My grandma passed last weeek. I’ve been thinking about my relationship with her and my other grandparents. My family and I visit them on holidays and they were nice enough. But I don’t feel like I knew my grandma or know my other grandparents.
I think my family is weird maybe? Idk it’s the only one I know lol. We’d talk about tv and movies we’ve watched recently. What they watched. Tell the grandparents what was going on in our lives. Ask about what was going in grandma and grandpas life. Mostly get answers like “same old same old”, tales of doctor visits, or NCIS.
But like who are they as people? What were dreams when they were young? what adventures have they been on? what sparks joy in their life? What struggles have been through?
Like if I had to describe my grandmother I’d say she was a nice, pleasant lady who was mostly kind and liked cats, but not enough to get her own, just fed the neighbors cat. A description a stranger could give after meeting her talking for a bit maybe.
Looking back at my relationship with my grandparents, it all feels surface level. I never shared any of the hard shit I was dealing with, never really vulnerable around them. They were never vulnerable around me.
I don’t know many details of their life beyond career, maybe the places they’ve lived, pets they’ve owned.
Maybe that’s a reflection on my parents. We were never really vulnerable with each other about stuff, when someone was it was often mocked. My parents were not good parents a lot of the time. Who knows maybe that’s a result of their parents?
But umm yeah, Lemmy what’s your relationship like with your grandparents? Are you real close? Do you know them well, or more like a coworker you enjoy occasionally small talking with? Or rotten shitbags? I wish I knew my grandma better.
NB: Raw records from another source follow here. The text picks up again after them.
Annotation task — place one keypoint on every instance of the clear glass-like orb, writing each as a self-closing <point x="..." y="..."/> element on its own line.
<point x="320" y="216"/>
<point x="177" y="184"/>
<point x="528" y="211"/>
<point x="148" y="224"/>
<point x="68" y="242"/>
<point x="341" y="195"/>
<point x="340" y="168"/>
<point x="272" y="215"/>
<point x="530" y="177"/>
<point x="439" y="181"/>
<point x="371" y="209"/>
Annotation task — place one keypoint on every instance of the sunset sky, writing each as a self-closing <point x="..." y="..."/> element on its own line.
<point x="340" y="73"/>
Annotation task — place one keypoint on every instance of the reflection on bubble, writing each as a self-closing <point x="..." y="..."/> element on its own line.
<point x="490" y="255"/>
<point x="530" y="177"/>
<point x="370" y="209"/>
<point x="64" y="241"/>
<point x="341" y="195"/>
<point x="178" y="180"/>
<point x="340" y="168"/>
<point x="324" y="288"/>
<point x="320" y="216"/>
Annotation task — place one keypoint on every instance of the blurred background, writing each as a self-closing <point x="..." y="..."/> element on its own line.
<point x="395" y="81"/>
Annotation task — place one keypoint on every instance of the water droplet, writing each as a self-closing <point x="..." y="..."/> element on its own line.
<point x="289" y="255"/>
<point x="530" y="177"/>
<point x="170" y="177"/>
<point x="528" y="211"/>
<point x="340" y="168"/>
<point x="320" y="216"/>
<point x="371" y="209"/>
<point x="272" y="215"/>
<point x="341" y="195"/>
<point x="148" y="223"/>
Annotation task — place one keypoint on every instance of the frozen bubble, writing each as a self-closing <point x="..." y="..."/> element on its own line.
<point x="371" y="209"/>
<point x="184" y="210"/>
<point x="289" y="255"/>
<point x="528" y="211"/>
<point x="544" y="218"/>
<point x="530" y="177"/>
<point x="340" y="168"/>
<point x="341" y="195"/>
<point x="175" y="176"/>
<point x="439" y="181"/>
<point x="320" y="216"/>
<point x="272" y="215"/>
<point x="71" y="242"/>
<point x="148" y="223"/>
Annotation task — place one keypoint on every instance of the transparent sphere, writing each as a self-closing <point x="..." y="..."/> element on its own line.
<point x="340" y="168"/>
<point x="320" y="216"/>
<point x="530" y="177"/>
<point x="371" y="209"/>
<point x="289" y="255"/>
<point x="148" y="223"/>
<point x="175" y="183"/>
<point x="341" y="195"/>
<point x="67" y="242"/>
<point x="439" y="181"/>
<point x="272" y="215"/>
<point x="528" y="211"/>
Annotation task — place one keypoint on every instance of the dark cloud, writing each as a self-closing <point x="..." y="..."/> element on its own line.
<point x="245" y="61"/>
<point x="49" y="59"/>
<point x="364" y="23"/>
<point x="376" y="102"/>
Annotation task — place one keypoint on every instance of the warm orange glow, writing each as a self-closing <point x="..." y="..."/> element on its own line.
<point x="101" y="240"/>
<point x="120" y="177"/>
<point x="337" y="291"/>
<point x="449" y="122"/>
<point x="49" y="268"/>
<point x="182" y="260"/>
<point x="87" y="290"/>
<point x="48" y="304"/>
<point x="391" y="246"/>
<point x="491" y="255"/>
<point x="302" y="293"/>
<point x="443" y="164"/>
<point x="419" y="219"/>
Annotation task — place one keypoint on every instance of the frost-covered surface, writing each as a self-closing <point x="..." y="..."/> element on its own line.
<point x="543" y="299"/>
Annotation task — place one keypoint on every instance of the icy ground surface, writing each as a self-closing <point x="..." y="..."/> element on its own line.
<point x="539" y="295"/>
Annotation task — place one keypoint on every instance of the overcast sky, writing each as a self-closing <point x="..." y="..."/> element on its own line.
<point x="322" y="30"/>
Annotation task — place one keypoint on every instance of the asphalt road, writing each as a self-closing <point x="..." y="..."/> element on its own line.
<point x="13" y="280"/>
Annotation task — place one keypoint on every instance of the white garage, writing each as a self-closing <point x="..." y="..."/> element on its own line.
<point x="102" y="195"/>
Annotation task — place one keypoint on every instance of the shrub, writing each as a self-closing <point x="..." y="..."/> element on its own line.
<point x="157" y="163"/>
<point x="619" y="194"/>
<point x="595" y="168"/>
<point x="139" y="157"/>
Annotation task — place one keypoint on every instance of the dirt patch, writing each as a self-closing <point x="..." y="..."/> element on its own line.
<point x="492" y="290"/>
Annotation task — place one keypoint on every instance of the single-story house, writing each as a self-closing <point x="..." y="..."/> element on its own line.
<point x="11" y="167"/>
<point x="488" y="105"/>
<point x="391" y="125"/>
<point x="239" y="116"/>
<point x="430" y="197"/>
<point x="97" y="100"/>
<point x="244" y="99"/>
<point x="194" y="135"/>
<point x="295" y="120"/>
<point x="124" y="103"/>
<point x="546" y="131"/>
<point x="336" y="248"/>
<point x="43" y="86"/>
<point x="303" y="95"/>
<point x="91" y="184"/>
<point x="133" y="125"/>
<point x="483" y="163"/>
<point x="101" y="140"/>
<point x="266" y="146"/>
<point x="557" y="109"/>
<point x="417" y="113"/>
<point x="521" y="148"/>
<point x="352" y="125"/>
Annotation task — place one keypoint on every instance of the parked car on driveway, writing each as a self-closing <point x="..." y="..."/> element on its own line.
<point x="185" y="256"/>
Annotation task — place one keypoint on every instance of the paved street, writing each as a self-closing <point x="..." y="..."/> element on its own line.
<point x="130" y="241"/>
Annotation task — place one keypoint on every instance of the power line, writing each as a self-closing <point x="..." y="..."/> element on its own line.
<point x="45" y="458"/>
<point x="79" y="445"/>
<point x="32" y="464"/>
All four are dead now, but mixed while they were alive.
Paternal grandfather had severe physical and mental problems from military service. He was basically a presence in the corner, while the family told stories of who he was long before I was born.
Paternal grandmother was a gardening and baking genius. She taught me so much. She was also worn down caring for kids, grandkids, and her husband who was wholly dependent on her for everything.
Maternal grandmother was a tough one. Raised lots of kids through poverty with a shitbag husband for many years. She coached all of us girls never to be fully dependent on a spouse. Good for a person, good for the relationship, that each partner have some independence and autonomy.
Paternal grandfather got pulled into criminal activities that destroyed the family’s financial stability. I wonder what my grandmother could have been if not leashed to that man. He wasn’t physically abusive, he just drained her soul and spirit over the decades. When I hear trad Christians like JD Vance want to get rid of no-fault divorces, I think of my grandmother stuck with her husband. She couldn’t go anywhere, all he provided was his legal identity that she worked through. She held a job, the money went into his bank account because she couldn’t have one. She paid the bills. She cared for the kids and the house. She was an involved member of the community. He was dead weight tied around her neck.